THIS DEED OF GUARANTEE AND INDEMNITY (the Deed) is made on 30 April 2024 by PARTY_1_NAME of PARTY_1_ADDRESS_SINGLE_LINE or any successor thereto as the guarantor (the Guarantor) in favour of PARTY_2_NAME, of PARTY_2_ADDRESS_SINGLE_LINE (the Lender). 

Capitalized terms, whenever used herein, shall have the respective meanings set forth in the loan facilities agreements (the Facilities Agreements) between each of the borrowers as set out in the Schedule (the Borrower(s)) and the Lender.

It is agreed that:

1. Guarantee and Indemnity

1.1 The Guarantor hereby agrees that if any of the Borrowers shall fail, at any time, to duly and punctually perform any obligations under the Facilities Agreements, the Guarantor will forthwith pay such amount and perform such obligation in accordance with the terms hereof, on-demand by the Lender, provided that the delay by the Lender in giving such demand shall in no way affect the Guarantor’s obligations under this Guarantee and Indemnity.

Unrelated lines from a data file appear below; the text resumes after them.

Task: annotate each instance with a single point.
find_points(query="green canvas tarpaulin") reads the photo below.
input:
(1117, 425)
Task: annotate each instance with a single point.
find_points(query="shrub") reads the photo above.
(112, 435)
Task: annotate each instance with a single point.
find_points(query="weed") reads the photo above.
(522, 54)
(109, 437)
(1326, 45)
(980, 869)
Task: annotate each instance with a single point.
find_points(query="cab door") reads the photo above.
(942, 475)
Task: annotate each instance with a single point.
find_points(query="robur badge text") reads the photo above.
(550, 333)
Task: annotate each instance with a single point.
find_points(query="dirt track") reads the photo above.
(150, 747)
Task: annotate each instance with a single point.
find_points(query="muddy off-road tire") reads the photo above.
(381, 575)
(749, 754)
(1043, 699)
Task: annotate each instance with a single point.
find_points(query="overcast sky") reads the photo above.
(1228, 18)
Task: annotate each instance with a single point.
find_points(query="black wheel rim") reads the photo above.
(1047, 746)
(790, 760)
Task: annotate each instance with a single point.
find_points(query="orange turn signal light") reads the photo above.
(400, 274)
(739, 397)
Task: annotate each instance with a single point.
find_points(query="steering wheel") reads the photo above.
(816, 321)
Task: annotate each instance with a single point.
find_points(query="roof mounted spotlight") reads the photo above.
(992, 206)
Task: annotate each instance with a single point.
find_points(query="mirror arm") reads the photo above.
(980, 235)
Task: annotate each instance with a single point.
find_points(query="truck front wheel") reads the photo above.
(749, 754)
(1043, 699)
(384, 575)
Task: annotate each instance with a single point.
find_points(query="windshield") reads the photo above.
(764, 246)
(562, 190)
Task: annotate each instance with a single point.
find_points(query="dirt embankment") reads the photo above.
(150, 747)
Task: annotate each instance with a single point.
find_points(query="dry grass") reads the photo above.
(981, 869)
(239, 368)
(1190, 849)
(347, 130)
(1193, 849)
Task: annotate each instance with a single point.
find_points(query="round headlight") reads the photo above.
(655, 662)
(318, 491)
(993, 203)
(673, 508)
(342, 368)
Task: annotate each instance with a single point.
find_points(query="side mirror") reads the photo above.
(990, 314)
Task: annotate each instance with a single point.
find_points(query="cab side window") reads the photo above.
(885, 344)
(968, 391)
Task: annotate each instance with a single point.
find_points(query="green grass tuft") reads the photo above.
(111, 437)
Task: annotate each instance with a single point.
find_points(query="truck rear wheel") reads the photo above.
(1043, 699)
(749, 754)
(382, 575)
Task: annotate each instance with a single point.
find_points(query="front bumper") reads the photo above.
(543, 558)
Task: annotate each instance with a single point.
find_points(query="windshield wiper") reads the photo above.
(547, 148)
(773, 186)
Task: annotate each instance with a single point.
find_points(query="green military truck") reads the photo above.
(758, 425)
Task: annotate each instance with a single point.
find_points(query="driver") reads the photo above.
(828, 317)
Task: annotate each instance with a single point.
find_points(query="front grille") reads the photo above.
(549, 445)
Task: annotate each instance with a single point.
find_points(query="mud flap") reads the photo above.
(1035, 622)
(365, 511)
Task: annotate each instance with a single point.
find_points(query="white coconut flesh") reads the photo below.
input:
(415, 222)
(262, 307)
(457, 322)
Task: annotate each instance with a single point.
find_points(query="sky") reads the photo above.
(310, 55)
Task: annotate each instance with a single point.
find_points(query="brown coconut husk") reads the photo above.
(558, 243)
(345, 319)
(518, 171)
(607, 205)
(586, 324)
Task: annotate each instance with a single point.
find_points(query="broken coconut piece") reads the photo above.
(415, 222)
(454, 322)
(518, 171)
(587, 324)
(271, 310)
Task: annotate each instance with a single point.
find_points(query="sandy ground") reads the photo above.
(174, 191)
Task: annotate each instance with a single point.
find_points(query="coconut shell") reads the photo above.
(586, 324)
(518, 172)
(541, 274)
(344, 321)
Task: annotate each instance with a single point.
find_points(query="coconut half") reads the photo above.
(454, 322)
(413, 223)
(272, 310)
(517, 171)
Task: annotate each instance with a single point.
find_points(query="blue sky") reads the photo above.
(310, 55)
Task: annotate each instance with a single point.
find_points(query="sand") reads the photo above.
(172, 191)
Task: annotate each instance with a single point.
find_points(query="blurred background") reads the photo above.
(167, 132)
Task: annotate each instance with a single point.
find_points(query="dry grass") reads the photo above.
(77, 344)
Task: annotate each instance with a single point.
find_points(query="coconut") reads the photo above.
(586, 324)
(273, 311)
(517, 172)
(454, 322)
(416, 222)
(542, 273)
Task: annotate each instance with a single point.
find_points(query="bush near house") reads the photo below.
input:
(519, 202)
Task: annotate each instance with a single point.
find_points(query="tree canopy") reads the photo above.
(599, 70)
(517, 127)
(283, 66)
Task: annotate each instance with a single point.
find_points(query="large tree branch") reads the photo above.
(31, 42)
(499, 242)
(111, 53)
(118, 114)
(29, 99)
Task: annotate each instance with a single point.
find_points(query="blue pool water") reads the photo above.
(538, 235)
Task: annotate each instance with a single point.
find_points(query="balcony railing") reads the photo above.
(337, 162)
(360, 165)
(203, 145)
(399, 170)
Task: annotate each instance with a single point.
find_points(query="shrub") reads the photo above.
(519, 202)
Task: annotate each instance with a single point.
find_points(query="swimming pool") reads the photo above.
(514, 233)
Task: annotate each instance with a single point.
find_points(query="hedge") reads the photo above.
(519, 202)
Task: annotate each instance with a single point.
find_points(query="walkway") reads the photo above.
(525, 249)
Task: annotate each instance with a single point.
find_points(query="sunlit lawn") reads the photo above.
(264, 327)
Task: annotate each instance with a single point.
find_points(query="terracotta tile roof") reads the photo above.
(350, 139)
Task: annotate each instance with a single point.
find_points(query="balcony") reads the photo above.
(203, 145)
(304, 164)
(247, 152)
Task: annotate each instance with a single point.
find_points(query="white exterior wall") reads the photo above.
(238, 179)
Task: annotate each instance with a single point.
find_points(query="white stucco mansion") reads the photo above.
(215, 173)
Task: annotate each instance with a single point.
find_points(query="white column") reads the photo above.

1.2 The Guarantor, as primary obligor and not merely as surety, does hereby unconditionally and irrevocably guarantee and indemnify the Lender from time to time of all obligations, liabilities and undertakings, whether now in existence or arising hereafter, any of the Borrowers of any and all sums payable under the Facilities Agreements pursuant to the terms thereof.

1.3. If any of the Borrowers do not make any payment when due of the sum due under the Facilities Agreements or if the Lender shall declare all or any portion of the Facilities Agreements to be immediately due and payable in accordance with the terms of the Facilities Agreements, then the Guarantor shall, on written demand made by the Lender, forthwith pay to such Lender the full amount due and payable by the Borrowers as stated in and in the manner required by the Facilities Agreements.  The guarantee and indemnity under this Deed is a guarantee and indemnity of payment and not of collection.  The Guarantor hereby waives, to the extent permitted by law, all defences of a surety to which it may be entitled by statute or otherwise.

1.4. The Guarantor hereby waives notice of the acceptance of this Deed of Guarantee and Indemnity.  Furthermore, the obligation of the Guarantor hereunder is unconditional and shall remain in full force and effect (without requiring any of the Lender first to take steps against any of the Borrowers or any other person) irrespective of the genuineness, legality, validity, regularity or enforceability of the Facilities Agreements or any other document, instrument or agreement contemplated therein.  In the event that any obligation of the Borrowers guaranteed by the Guarantor under the Guarantee and Indemnity is or becomes unenforceable, invalid or illegal, the Guarantor agrees, as a separate, additional continuing and primary obligation, to indemnify the Lender on demand against any loss or liability suffered by it in respect of such unenforceability, invalidity or illegality.